Tom was most disappointed that his orthopedic specialist had nothing to say about the role of mechanical forces as a key factor in his sciatica. He knew nothing about exercise, Tom reported, but told me that “physical therapy might help.”
Poor as Tom’s experience of spine medicine reads on the page, the truth is it is standard of care for sciatica. The short visits, the focus on treatments like pain medications and injections, the mindless referrals to physical therapy, complete neglect of mechanical forces, and the offer for surgery when those inadequate measures fail are the conventional spine care package for sciatica.
A McGill Method assessment takes a different approach. Rather than four minutes, the assessment and coaching will last 2 to 3 hours. Rather than see the patient monthly for life for pain medication, the education and follow-up to reverse the spine condition requires one to five patients for most. But the most important difference is the focus on what is completely neglected in conventional spine medicine–the mechanical factors that initiate and perpetuate low back disorders.

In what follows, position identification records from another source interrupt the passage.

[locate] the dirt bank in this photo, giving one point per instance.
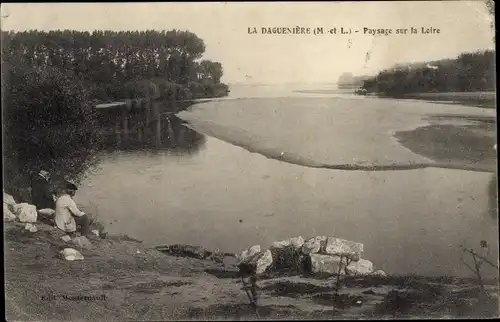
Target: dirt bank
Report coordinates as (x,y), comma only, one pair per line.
(121,279)
(455,145)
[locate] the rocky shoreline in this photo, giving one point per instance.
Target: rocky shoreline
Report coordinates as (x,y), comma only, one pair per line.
(119,278)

With a McGill Method assessment, guidance on pain medication and injections is a secondary consideration, whereas mechanical factors are the primary consideration. Defining sciatica by the functional issues rather than the anatomic problem, as seen on MRI, allowed me to understand that Tom had evidence of spine instability from flexion and twisting.
Converging on this diagnostic insight makes it possible to create a treatment program that accounts for Tom’s pre-existing athleticism, age, spine injury, and goals for the future. Tom has actually succeeded in an unintentional manner–aiming for spine mobility, he has wrenched and torqued his L4-L5 joint complex into instability which is pathologically excessive spine mobility.
Educating Tom to emphasize the other pole of spine fitness–stability–is needed and to let go of the fixation of spine mobility which, it should be noted, he had in abundance. The elimination of pain triggers in his daily life and exercises from his physical therapist that replicated his mechanical intolerances formed the foundation of healing.
Tom’s case is fairly straight-forward, but even straight-forward cases frequently progress to chronic pain when pain triggers and mechanical intolerances go unheeded and the level of instability and nerve irritation increase. The reality is, with the right mechanical guidance, 90% of surgeries–discectomy, laminectomy, and fusion– related to sciatica would be unnecessary.